Revised tool for facility-based assessment of malaria risk

Piloting and assessment of the tool

Training and use of the tool by community health volunteers

A total of 20 community health volunteers were trained to use the rapid assessment tool. The training was carried in two parts each consisting of 3–4 h over a period of 2 days. On the first day, community health volunteers were taken through all the items in the rapid assessment tool. The key areas in the training included; checking for other sick family members, identifying larval habitats, and confirming consistent usage of available bed nets. After the training, the CHVs were given an opportunity to do a simulation exercise to ensure the participants had grasped all the areas.

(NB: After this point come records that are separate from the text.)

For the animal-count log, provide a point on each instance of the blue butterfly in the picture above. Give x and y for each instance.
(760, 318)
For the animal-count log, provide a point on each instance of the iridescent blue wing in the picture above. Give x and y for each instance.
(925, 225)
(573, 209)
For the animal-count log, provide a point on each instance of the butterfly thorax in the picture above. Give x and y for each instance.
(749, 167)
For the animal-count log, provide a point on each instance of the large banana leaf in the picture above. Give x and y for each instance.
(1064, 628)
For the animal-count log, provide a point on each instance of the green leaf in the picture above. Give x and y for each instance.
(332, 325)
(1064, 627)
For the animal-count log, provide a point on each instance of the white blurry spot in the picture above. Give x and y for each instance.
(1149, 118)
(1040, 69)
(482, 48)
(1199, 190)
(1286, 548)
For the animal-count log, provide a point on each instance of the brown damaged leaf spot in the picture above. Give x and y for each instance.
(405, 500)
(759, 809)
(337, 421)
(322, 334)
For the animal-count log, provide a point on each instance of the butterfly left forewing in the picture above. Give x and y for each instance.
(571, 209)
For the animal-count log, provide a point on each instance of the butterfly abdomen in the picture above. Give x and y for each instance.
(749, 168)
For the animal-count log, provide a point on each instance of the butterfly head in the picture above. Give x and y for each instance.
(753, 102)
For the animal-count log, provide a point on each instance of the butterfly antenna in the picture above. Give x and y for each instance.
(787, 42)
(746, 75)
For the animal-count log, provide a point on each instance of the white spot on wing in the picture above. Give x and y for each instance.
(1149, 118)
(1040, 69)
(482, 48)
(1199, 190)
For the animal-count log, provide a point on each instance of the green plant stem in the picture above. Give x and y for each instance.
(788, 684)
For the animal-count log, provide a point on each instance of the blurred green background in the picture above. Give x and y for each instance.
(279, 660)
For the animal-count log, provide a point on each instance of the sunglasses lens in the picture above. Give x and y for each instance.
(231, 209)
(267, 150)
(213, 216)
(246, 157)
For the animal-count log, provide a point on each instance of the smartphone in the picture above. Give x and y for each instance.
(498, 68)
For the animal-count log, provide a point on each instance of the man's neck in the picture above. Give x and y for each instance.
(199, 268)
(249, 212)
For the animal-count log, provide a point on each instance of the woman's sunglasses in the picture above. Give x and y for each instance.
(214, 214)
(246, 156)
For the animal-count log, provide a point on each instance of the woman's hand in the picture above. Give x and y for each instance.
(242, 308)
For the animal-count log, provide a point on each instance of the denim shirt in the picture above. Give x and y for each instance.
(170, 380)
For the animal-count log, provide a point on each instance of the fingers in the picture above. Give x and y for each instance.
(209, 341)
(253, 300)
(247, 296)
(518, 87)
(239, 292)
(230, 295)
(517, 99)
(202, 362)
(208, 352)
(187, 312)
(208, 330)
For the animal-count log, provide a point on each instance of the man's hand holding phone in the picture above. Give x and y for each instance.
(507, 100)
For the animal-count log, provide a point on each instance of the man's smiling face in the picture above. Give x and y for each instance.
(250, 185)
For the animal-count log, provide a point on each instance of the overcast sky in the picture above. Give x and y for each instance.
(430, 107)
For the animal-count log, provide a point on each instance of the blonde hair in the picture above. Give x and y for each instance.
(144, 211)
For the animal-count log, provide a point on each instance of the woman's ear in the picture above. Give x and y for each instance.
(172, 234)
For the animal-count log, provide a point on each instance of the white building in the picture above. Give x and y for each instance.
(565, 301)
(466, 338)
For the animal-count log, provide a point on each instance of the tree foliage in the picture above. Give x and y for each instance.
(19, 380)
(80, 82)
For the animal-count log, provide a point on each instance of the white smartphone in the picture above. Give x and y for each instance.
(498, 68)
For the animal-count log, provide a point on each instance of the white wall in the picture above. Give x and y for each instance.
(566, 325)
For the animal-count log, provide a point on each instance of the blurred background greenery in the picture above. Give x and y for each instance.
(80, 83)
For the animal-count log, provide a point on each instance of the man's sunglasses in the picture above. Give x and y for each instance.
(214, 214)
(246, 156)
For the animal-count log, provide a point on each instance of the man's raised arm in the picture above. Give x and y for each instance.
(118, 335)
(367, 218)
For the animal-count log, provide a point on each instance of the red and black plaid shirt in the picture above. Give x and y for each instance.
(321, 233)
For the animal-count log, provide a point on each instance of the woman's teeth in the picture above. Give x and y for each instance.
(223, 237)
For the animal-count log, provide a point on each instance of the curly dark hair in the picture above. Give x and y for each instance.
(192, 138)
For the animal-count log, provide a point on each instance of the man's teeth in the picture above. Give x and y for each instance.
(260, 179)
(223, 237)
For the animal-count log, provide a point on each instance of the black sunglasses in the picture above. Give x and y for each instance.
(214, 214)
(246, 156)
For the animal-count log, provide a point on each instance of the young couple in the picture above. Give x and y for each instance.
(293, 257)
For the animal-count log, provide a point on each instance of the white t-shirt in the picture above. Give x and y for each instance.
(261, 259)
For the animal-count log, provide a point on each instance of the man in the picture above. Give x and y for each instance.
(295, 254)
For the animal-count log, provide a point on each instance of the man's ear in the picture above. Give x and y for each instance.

The community health volunteers were given an opportunity to practice the tool the following day in areas that were nearby the Webuye peri-urban center. The research team then reviewed the questionnaires and noted sections where the CHVs had problems. These were given more emphasis to ensure they completely grasped everything. In general, the rapid assessment tool was easily understood and the CHVs administered it with minimal difficulty.

Data collection

The purpose of the tool is to identify problems leading to malaria infection. Therefore, instead of recruiting a random community-based sample, individuals with confirmed malaria infection reporting to the health facility were recruited. There were six peripheral health facilities that were eligible for the study. They had the capacity to perform parasitological confirmation of malaria infection by either microscopy or rapid diagnostic tests and they had CHVs linked to the facility. The six facilities were: Milo, Matulo and Webuye Health Centres, and Lurare, Mukhe and Kayaya Dispensaries, (Fig. 1). Patients with a confirmed malaria infection who were treated as outpatients and were older than one year were recruited consecutively from the laboratory and a CHV accompanied them home to complete the assessment using the tool. Each CHV completed 15 assessments for a total of 45 assessments per facility.
Fig. 1

MESA study region: health facilities

Results

Developing the tool using bivariate recursive partitioning

Random forest results are shown in Fig. 2a, b. The variables are ranked in order of importance for (a) the total sample and (b) children who had a net for their sleeping space. For the total sample, selected variables are: total positive symptomatic household members, total larval sites, open eaves, total positive asymptomatic household members, non- porous walls, growing grains, growing banana, neighborhood bed net coverage, neighborhood population density, growing tubers, and total household size. For the subset of patients with nets, the same group of variables were selected from the BRP analysis except ‘growing tubers’ and ‘local bed net coverage’ were no longer above the threshold to be included. The only additional variable was ‘net used every day’.
Fig. 2

Variable permutation accuracy importance based on bivariate recursive partitioning of the complete set of predictor variables from the case control study. a BRP using the entire case–control sample and b BRP using only case or control children with a net for their sleeping space

For this tool, only household indicators were selected and neighborhood variables were excluded. Nonporous walls were also excluded since this was highly correlated with open eaves. It was not feasible to test people for malaria during a rapid assessment, so the participant was asked whether other household members had similar symptoms as a proxy measure.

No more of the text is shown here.